Dr. del Campo’s research uses GenAI for every step of the design process including 2D models for things like floors and exteriors, and 3D models for shapes of the rooms, buildings, and volume of the room. The analysis informs design decisions.
del Campo notes that there are some DEI implications for the tools he’s developing. “One of the observations that brought us to develop the ‘Common House’ (Plangenerator) project is that the existing apartment and house plan datasets are heavily biased towards European and U.S. housing. They do not contain plans from other regions of the world; thus, most cultures are underrepresented.”
To counterbalance that, del Campo and his team made a global data collection effort, collecting plans and having them labeled by local architects and architecture students. “This not only ensured a more diverse dataset but also increased the quality of the semantic information in the dataset.”
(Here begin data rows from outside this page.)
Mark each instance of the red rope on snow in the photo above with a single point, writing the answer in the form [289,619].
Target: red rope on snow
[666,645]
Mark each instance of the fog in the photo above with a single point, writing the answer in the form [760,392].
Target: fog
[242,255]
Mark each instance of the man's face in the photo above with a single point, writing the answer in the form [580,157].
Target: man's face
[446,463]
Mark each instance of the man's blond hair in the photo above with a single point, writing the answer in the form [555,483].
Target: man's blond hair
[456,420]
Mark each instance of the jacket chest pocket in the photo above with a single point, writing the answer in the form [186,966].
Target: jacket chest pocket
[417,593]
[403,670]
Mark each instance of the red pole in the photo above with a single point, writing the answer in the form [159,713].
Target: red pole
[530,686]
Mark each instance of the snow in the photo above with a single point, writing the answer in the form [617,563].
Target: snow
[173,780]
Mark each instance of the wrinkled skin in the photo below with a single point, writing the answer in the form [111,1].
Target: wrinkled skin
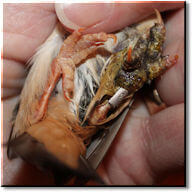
[146,146]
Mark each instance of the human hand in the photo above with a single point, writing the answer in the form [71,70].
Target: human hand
[146,146]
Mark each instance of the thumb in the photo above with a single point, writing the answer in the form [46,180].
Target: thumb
[107,17]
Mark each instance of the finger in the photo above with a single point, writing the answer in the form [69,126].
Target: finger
[107,17]
[13,78]
[145,147]
[171,85]
[163,134]
[25,27]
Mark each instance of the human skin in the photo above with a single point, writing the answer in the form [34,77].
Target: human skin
[146,147]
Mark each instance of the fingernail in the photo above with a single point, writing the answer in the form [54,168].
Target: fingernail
[76,15]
How technology supports del Campo’s work
Also from ITS, the Advanced Research Computing (ARC) team provides support to del Campo’s work.
“We requested allocations from the U-M Research Computing Package for high-performance computing (HPC) services in order to train two models. One focuses on the ‘Common House’ plan generator, and the other focuses on the ‘Model Mine’ dataset to create 3D models based,” said del Campo.
Additionally, they used HPC allocations from the UMRPC in the creation of a large-scale artwork called MOSAIC which consists of over 20,000 AI-generated images, organized in a color gradient.
“We used HPC to run the algorithm that organized the images. Due to the necessary high resolution of the image, this was only possible using HPC.”
“Dr. del Campo’s work is really novel, and it is different from the type of research that is usually processed on Great Lakes. I am impressed by the creative ways Dr. del Campo is applying ITS resources in a way that we did not think was possible,” said Brock Palen, director of the ITS Advanced Research Computing.